Rencontre Élisabeth BORNE – OTRE : le transport ne veut pas payer davantage !

 

 

Ce vendredi matin 19 octobre, dans le cadre des consultations qu’elle a souhaité organiser avec les professionnels routiers, la ministre des transports, Mme Élisabeth BORNE, a reçu la présidente de l’OTRE, Mme Aline MESPLES accompagnée du secrétaire général national, M. Jean-Marc RIVÉRA.

Lors de cet entretien, la ministre a rappelé sa volonté de rechercher un financement supplémentaire de l’ordre de 500 millions d’euros pour le financement des infrastructures. Au cours de cet échange, plusieurs pistes de financement, déjà évoquées dans le passé, ont été abordées, mais la ministre nous a confirmé qu’aucun arbitrage n’était arrêté à ce jour :

– La réduction du remboursement partiel de la TICPE dont bénéficient les entreprises exploitant des véhicules de plus de 7,5 tonnes,

– L’instauration d’une vignette temporelle pour l’ensemble des véhicules de marchandises de plus de 12 tonnes circulant en France,

– Une articulation entre vignette temporelle et remboursement partiel de la TICPE dont les contours sont apparus encore très flous.

Dans ce contexte, l’OTRE a rappelé avec fermeté à la ministre son opposition à toute contribution supplémentaire qui serait imposée à la profession. En toute hypothèse et quelle que puisse être la décision du gouvernement, la remise en cause du remboursement partiel de la TICPE, constituerait le franchissement d’une ligne rouge que l’OTRE n’acceptera pas.

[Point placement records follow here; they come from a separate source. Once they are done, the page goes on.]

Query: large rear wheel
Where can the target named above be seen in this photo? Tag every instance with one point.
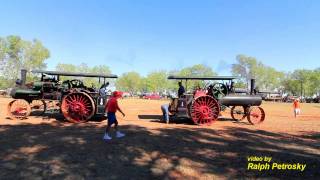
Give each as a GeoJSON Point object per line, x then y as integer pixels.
{"type": "Point", "coordinates": [18, 109]}
{"type": "Point", "coordinates": [204, 110]}
{"type": "Point", "coordinates": [77, 107]}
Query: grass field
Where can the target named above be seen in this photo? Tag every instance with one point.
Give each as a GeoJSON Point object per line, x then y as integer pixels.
{"type": "Point", "coordinates": [50, 148]}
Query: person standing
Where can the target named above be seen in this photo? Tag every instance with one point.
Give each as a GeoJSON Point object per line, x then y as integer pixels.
{"type": "Point", "coordinates": [181, 89]}
{"type": "Point", "coordinates": [296, 107]}
{"type": "Point", "coordinates": [111, 108]}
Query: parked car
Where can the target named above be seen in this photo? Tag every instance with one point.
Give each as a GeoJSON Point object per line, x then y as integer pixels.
{"type": "Point", "coordinates": [152, 96]}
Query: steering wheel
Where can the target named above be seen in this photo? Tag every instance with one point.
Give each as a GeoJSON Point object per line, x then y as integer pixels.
{"type": "Point", "coordinates": [76, 83]}
{"type": "Point", "coordinates": [219, 90]}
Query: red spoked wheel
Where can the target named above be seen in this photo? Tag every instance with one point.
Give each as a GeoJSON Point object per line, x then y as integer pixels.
{"type": "Point", "coordinates": [19, 109]}
{"type": "Point", "coordinates": [238, 113]}
{"type": "Point", "coordinates": [77, 107]}
{"type": "Point", "coordinates": [38, 107]}
{"type": "Point", "coordinates": [204, 110]}
{"type": "Point", "coordinates": [256, 115]}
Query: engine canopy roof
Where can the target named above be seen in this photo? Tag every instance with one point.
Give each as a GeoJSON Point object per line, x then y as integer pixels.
{"type": "Point", "coordinates": [60, 73]}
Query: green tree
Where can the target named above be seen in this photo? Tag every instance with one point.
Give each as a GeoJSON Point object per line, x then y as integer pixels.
{"type": "Point", "coordinates": [129, 82]}
{"type": "Point", "coordinates": [17, 54]}
{"type": "Point", "coordinates": [157, 81]}
{"type": "Point", "coordinates": [267, 78]}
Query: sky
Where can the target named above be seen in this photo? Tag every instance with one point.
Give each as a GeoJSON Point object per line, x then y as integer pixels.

S’agissant d’une éventuelle vignette, dont les autocars semblent dorénavant exclus, sur le principe, l’OTRE souligne la pertinence de la mesure à l’égard du fait que les poids lourds étrangers de transport de marchandises, friands utilisateurs du réseau national non concédé, y seront soumis comme les camions français. Contrairement à une fiscalité punitive sur les carburants qui pèse principalement sur les entreprises française, la vignette impacte les poids lourds étrangers. En revanche, pour les entreprises françaises, l’OTRE ne peut envisager cette piste qu’à la seule et unique condition d’un isocoût.
En d’autres termes, l’OTRE a clairement indiqué qu’elle accepterait d’y travailler qu’à la condition de la mise en œuvre d’une mesure de compensation incluant la restitution totale ou partielle de la surtaxation de quatre centimes sur le gazole instauré en 2015 en compensation de l’abandon du projet d’écotaxe.

De nombreux éléments techniques restant à préciser, une réunion avec les services du ministère se tiendra dès la semaine prochaine.